The Raspberry Pi 5, a small but powerful computer that has become hugely popular among tech enthusiasts and industrial companies, is now an AI computer, too. The company just released the AI Kit, a $70 expansion kit with a neural network inference accelerator that can be used for local inference.
With this new expansion module, Raspberry Pi is taking advantage of its HAT+ expansion card, where HAT stands for “Hardware Attached on Top,” a cutesy acronym the company uses for expansion cards that can be mounted on top of a regular Raspberry Pi.
The Raspberry Pi's HAT+ expansion card adds an M.2 slot, a standard expansion slot commonly used for PC components (for our nitty-gritty readers, this slot connects to the Raspberry Pi via a single-lane PCIe 3.0 interface operating at 8Gbps).
The company also partnered with Hailo, an AI chip startup that recently raised $120 million and is looking to challenge Nvidia. Hailo specializes in chips designed to run AI workloads on edge devices such as cars, smart cameras, robots and now Raspberry Pi devices.

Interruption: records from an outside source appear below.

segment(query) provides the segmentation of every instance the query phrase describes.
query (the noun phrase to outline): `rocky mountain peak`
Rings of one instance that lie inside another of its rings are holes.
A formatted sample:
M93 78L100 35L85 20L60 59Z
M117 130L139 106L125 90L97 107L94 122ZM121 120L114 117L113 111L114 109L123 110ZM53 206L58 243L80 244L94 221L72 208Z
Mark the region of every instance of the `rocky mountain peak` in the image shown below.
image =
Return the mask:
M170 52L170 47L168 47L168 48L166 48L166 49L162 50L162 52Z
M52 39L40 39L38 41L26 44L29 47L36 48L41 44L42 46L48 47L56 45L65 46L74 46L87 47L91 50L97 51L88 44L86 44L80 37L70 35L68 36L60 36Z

The accelerator module that Raspberry Pi uses for its AI Kit is the Hailo-8L, an entry-level module in M.2 form factor that can be easily installed in the HAT+.
Once you install everything, you'll have a Raspberry Pi 5 with 13 Tera Operations per Second (TOPS) of inference performance. This isn't impressive compared to the performance of an Nvidia GPU, but it's cost-effective and runs on the Raspberry Pi's default 27W power supply.
On the software side, the latest release of Raspberry Pi OS will automatically detect the Hailo module, and the Neural Processing Unit will be available to the OS and any applications that use it.
Raspberry Pi has also updated its camera application suite to now support neural network inference as part of the camera pipeline, for example, object detection (“this is a banana”), semantic segmentation (“these three objects are moving vehicles”), instance segmentation (“these three moving vehicles are a truck, a red car and a blue car”), pose estimation, facial landmarking, and more.
These are just a few examples of what you can do with a Raspberry Pi equipped with an AI Kit and a first- or third-party camera, but the Hailo chip can be used for much more than just cameras.
It will be interesting to see new use cases emerge from the Raspberry Pi community. This AI expansion kit is a tool. Now it's up to Raspberry Pi customers to think about what they want to do with it.